Inside was a huge room, bigger than the hold. The Doctor was standing beside a console, still looking grim. The console stretched around a towering cylinder, which was attached to the roof. Around the very top of it, three rows of strange circular symbols ringed the cylinder. The walls and ceiling were a midnight blue, and various corridors lead from the room into unseen quarters. I stared incredulouslyat it for a moment, not believing my own eyes, before staggering out.
The hold was just as I had left it. It was no bigger, but seemed grimier after the light of the blue box. Remembering it in disbelief, I twisted my body and slowly tip toed around it, making sure it had no extensions, before staring at it with a horrified fascination. I came to the conclusion that I was having hallucinations-maybe Rassilon's attack and the Doctor's hostility were getting to me. I cautiously wandered back inside the blue box.

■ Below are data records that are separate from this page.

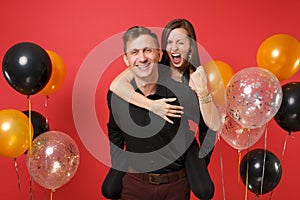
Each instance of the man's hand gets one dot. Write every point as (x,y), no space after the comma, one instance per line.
(163,109)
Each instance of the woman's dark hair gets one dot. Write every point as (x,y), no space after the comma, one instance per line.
(195,60)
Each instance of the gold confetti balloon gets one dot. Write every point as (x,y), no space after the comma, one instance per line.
(53,159)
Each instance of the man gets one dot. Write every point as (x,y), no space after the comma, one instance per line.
(155,150)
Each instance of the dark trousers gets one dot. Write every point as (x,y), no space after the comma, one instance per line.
(135,188)
(197,173)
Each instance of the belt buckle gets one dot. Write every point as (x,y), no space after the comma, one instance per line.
(151,175)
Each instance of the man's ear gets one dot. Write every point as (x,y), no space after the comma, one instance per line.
(125,59)
(159,54)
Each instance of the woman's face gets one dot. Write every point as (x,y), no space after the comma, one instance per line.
(178,46)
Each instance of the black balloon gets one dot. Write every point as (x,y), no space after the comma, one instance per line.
(27,68)
(288,115)
(264,171)
(39,123)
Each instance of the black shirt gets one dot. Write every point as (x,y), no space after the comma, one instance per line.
(151,144)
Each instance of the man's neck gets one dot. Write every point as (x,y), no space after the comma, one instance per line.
(147,85)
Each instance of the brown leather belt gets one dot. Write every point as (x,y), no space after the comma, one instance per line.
(158,179)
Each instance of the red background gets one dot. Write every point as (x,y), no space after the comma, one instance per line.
(230,31)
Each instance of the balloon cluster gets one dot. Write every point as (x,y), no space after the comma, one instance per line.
(261,171)
(52,156)
(252,97)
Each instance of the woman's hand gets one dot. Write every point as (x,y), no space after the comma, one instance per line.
(161,108)
(198,81)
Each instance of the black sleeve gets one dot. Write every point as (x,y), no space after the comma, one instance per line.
(115,134)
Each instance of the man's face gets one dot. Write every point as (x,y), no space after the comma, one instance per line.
(142,55)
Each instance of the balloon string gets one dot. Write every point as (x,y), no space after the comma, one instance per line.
(284,145)
(247,169)
(30,188)
(222,174)
(264,161)
(17,173)
(239,164)
(51,194)
(246,192)
(263,172)
(29,123)
(271,195)
(46,101)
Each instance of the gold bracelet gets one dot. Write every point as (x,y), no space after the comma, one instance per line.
(206,99)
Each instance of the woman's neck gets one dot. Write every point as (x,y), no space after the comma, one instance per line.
(176,74)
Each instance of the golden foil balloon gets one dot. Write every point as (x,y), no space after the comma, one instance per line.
(218,73)
(280,54)
(15,130)
(53,160)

I gasped as I saw the huge inside again. The Doctor was perched on a comfortable looking chair, his head in his hands.
"I thought I told you to go home,"he growled.
"Actually," I replied curtly, "you gave me a choice."

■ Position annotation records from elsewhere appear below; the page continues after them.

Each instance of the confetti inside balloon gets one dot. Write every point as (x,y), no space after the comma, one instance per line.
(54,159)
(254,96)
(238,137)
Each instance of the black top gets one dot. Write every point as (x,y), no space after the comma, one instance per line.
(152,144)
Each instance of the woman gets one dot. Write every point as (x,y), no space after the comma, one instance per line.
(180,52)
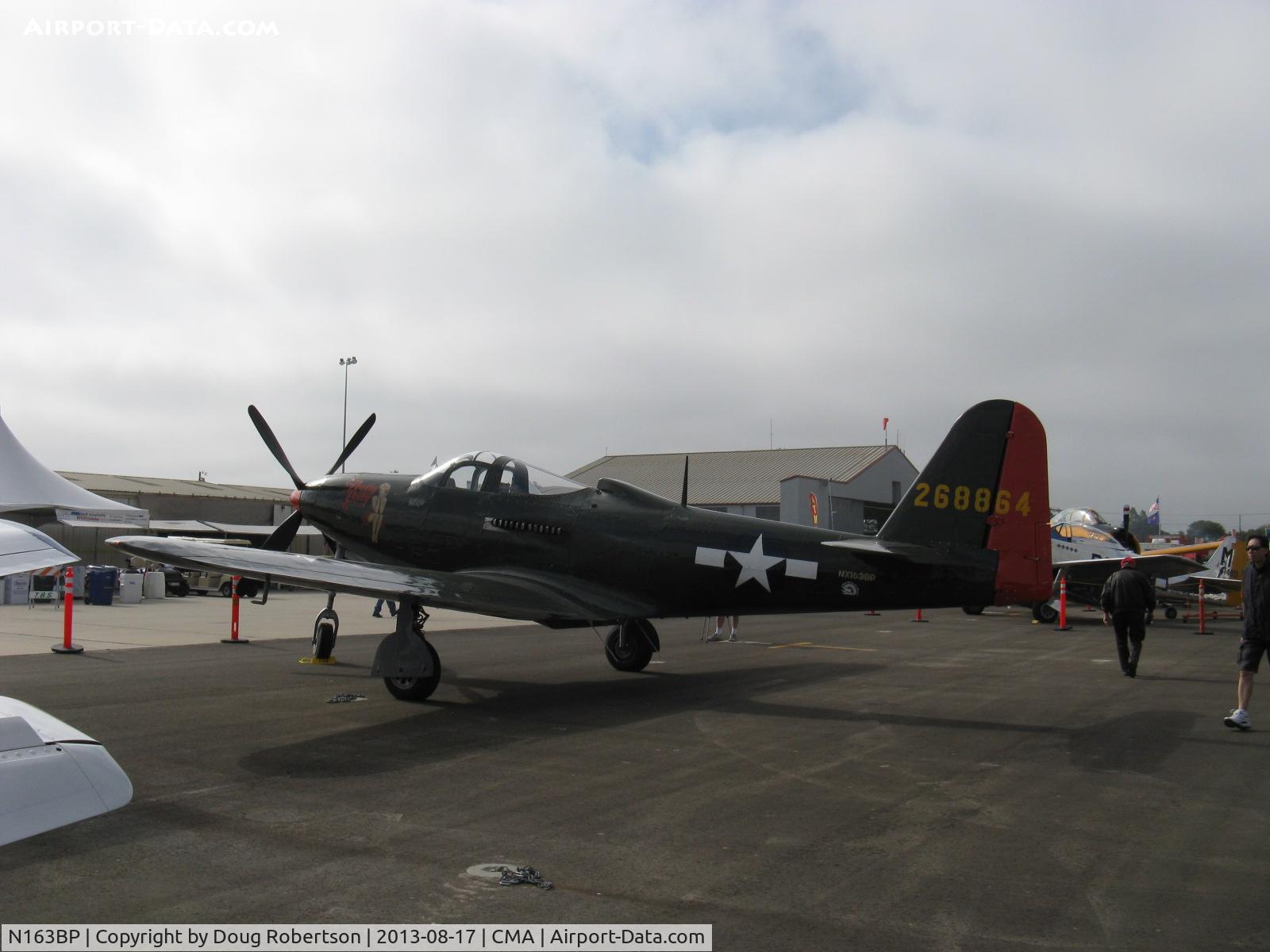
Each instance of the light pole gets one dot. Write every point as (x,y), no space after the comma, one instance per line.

He looked up at me grudgingly. I thought I saw a twinkle in his eye, despite the barely disguised grimace, as he leapt up and pushed a lever towards the ceiling. Immediately , the cylinder began to pump up and down slowly. He finally turned his attention to me.
"Its a TARDIS," he said, grinning like a schoolboy. "Time And Relative Dimension In Space. Basically, its a time machine. We can go any where in time or space. Where do you want to start?"
I stared at him with my mouth open. Had he gone crazy? There was no such thing as time travel! But then again, you can't get smaller on the outside pristine police boxes either.
"Go on," the Doctor smirked. "They always say it."
"This isn't a police box," I whispered.
"Oh, yes, that's right, you're unorthodox, aren't you?!" The Doctor laughed. "Not your everyday companion, eh? Anyway, this is another dimension, hidden inside what looks like a police box. Its Time Lord science."
"What Lord?" I exclaimed. It was all too much for me.
The Doctor suddenly became serious again. "I'm a Time Lord from the planet Gallifrey in the constellation of Kasterborous. I am 1263 years old. I am the last of my kind, the Oncoming Storm, the Bringer of Darkness," the Doctor announced stormily. His face lit up. "And I have two hearts!"